丹灵的分布式错误 – 以及我们如何修复他¶
摘要
基于丹灵开发的两个仓库 – DeepProtein 和 MultiMolecule 长期以来都饱受一个分布式 bug 的影响。
具体来说,在多数据集分布式训练时,训练会在某一个 step 莫名其妙卡死。
这个 bug 是如此顽固,以至于我曾经多次尝试修复,但都没能成功。
直到最近,我才终于找到了这个 bug 的根源。
背景¶
DeepProtein 和 MultiMolecule 都是基于丹灵开发的训练仓库,他们都有一个我引以为傲的功能:多数据集多任务联合训练。
具体来说,你只要这么定义数据集:
YAML | |
---|---|
MultiMolecule 就会自动从我们的数据仓库中下载数据,识别有哪些任务,然后构建出任务对应的预测头,并为每个数据集的每个任务构建一个单独的Metric
来正确评估模型效果。
错误¶
多数据集多任务支持有很多很多问题。事实上,MultiMolecule 作为一个开源版本,功能要更少一些。DeepProtein 是支持训练数据和标签在不同的文件的(虽然我不知道这个功能是否有被任何人用到)……

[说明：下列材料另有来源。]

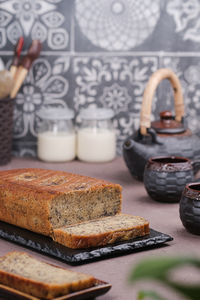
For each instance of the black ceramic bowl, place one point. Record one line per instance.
(166, 177)
(190, 208)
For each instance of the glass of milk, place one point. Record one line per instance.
(96, 137)
(56, 135)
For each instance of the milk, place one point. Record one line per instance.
(96, 144)
(56, 147)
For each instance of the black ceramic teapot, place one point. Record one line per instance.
(168, 136)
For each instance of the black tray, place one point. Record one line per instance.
(99, 289)
(46, 245)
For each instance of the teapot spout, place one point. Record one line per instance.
(128, 144)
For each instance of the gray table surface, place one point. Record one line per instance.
(162, 217)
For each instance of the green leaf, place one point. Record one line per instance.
(190, 291)
(158, 268)
(150, 294)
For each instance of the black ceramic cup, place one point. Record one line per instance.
(165, 177)
(190, 208)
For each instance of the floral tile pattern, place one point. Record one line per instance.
(45, 85)
(116, 83)
(35, 19)
(119, 24)
(101, 53)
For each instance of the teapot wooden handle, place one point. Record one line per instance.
(154, 80)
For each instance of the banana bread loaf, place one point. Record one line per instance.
(27, 274)
(101, 232)
(42, 200)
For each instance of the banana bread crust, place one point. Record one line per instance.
(30, 198)
(38, 288)
(66, 237)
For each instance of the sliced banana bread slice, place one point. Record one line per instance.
(101, 231)
(41, 200)
(27, 274)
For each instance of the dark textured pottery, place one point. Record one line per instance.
(190, 208)
(167, 136)
(137, 149)
(165, 177)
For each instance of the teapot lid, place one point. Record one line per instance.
(167, 124)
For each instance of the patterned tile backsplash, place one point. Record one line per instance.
(101, 52)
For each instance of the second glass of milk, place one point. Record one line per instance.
(96, 138)
(56, 135)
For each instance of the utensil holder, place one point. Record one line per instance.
(6, 129)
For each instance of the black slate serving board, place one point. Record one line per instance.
(46, 245)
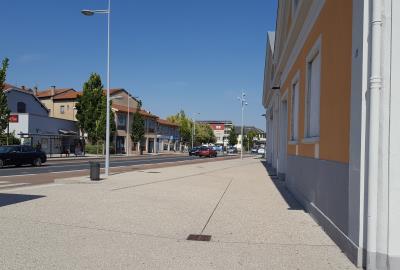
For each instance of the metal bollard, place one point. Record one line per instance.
(94, 171)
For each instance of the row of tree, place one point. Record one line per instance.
(5, 137)
(92, 114)
(203, 133)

但其中最重要的,也是困扰我最久的,是分布式训练卡死。
具体来说,在多数据集分布式训练时,训练会在某一个 step 莫名其妙卡死。
只在分布式训练的多数据集场景中出现,单卡多数据集和多卡单数据集都没有问题。并且概率性出现,有时候能完整的跑完一个 epoch,有时候跑两步就卡死。最重要的是,没有任何报错。就是卡死了。然后过半个小时被看门狗 SIGKILL 掉。
在 DP 时,分布式多数据集训练的场景非常罕见,因此尽管我尝试过很多次修复,但都因为有其他更重要的事情而暂时搁置。
而最近要发布开源版本,总不能让他带着这个 bug 出去吧。因此,他终于成为了最高优先级任务。
原因¶
寻找错误点是一件非常头疼的事情。因为没有任何报错,哪怕开了各种 DEBUG 旗帜也没有。因此只能一行行手动打印日志。好在丹灵的 Runner 是有重写 print
函数的,因此我可以非常简便的在 print
中加入更多信息。
在几天的找寻之后,我终于发现,错误似乎出现在 Metric
更新当中。更进一步的分析表明,这是因为,因为不同数据集的任务不一样(比如在此例当中,bprna-spot
数据集有两个额外任务:structural_annotation
和functional_annotation
)。
尽管我们在调用metric.update
时是按照数据集分开调用的,但不容进程看到的数据集不一样,任务也不一样。此外,由于多数据集多任务的特性,同一个数据集的不同任务在不同显卡上的顺序也不一样。
但这些,dist.all_reduce
和dist.all_gather
是不知道的。他们只会傻傻的同步所有进程的数据,而不管他们自己的任务是什么。
修复¶
知道了问题在哪里,一个很自然的想法是,在调用metric.update
前,首先调用一次dist.all_gather
来同步当前步参与训练的数据集和任务,并对结果进行排序。这样大家同步的metric
就都来自同一个数据集的同一个任务了。吗?
其实不是,每个进程看到的任务可以是不一样的。因此,如果只是这样操作的话,那么会有进程不参与同步,还是会导致卡死。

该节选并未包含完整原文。